Mexico’s outgoing president has pledged to press ahead with judicial reforms despite nervousness among investors, and suggestions from his own handpicked successor that he should wait
MEXICO CITY — Mexico’s outgoing president pledged Friday to press ahead with j udicial reforms despite nervousness among investors and suggestions from his own handpicked successor that he should go slow.
President Andrés Manuel López Obrador said he would pursue 20 constitutional changes after his Morena party won a two-thirds majority in Congress in Sunday’s elections, including making all judges run for election and enshrining a series of unfunded benefit mandates in the Constitution.
Sunday's elections ensured that Claudia Sheinbaum, the candidate of López Obrador's Morena party, will be the next president.
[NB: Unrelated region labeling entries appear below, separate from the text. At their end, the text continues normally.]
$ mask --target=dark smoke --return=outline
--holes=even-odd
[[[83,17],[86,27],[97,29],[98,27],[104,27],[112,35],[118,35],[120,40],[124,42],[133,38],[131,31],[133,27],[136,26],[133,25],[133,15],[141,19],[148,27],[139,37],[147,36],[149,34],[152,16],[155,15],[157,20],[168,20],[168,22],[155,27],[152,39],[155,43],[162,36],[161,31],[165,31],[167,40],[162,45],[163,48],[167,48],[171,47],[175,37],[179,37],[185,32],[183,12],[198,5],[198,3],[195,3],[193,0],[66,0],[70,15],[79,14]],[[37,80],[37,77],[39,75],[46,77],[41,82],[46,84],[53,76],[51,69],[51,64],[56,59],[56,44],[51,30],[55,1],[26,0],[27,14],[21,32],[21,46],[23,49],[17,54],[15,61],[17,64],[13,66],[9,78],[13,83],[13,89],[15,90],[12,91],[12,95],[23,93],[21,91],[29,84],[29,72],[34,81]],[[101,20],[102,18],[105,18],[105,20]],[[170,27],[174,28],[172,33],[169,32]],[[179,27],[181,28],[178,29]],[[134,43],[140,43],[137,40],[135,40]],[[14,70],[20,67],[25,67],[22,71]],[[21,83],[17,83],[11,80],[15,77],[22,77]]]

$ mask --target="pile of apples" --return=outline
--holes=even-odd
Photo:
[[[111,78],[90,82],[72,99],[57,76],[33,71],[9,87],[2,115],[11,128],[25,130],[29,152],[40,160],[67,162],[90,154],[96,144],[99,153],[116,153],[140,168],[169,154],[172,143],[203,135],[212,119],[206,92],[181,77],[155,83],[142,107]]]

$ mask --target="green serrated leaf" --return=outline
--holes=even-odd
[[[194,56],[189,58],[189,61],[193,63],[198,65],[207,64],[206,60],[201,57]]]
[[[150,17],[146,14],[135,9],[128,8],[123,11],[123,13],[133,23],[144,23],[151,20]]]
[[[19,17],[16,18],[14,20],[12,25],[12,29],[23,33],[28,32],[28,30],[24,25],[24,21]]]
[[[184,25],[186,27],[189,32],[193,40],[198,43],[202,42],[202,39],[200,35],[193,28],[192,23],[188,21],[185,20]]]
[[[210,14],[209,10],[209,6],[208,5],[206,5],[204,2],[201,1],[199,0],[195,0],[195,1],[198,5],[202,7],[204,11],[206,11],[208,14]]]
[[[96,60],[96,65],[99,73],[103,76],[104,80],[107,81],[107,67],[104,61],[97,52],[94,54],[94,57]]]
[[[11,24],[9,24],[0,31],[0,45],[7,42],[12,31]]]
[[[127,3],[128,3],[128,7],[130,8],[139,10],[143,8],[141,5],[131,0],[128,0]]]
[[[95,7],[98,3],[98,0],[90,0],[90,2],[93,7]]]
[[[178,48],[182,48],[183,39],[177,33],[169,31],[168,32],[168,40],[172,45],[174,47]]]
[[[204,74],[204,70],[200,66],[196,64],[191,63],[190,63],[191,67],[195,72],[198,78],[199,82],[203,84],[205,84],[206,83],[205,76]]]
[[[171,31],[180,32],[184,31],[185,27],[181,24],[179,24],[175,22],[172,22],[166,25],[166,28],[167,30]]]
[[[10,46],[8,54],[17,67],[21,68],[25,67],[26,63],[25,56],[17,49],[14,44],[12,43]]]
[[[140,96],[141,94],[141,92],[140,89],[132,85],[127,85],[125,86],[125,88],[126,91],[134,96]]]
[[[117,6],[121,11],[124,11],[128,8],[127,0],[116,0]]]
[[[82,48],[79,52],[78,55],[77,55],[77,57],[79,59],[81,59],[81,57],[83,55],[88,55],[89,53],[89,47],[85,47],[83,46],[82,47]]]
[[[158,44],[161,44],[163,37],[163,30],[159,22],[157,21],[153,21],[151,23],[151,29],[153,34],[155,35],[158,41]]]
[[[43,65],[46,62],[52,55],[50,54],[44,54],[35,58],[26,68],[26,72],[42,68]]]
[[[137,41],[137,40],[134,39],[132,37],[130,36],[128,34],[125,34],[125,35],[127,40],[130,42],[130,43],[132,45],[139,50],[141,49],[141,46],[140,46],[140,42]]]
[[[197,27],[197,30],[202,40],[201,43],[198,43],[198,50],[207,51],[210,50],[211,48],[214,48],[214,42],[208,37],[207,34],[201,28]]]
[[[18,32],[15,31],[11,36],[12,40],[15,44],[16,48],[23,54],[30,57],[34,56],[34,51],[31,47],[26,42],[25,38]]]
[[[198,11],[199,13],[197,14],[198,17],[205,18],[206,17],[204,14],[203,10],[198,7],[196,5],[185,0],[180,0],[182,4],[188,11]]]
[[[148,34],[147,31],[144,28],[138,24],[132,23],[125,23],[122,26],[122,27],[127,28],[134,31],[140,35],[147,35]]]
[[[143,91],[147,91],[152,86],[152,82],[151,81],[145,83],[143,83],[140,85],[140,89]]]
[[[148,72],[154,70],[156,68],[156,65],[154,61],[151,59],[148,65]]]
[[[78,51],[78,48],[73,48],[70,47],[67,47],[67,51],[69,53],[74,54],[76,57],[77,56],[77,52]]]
Sheinbaum had spent most of the week talking to international financial organizations and investors, trying to calm markets after a 10% drop in the value of the peso.
She suggested Thursday the reforms had not yet been decided and should be subject to dialogue.
“It has not yet been decided,” Sheinbaum said Thursday. “My position is that a dialogue will have to be opened, the proposal must be debated.”
But on Friday López Obrador mocked any opposition to the changes. He called critics of the reforms “the promoters of nervousness," and claimed that big corporations were worried about losing judges who he claimed are protecting them. At present, judges are appointed or approved by legislators.
“There are justices who are employees of the big corporations,” López Obrador said at his morning press briefing. “They have some judges on their keychains, adding “justice is above the markets.”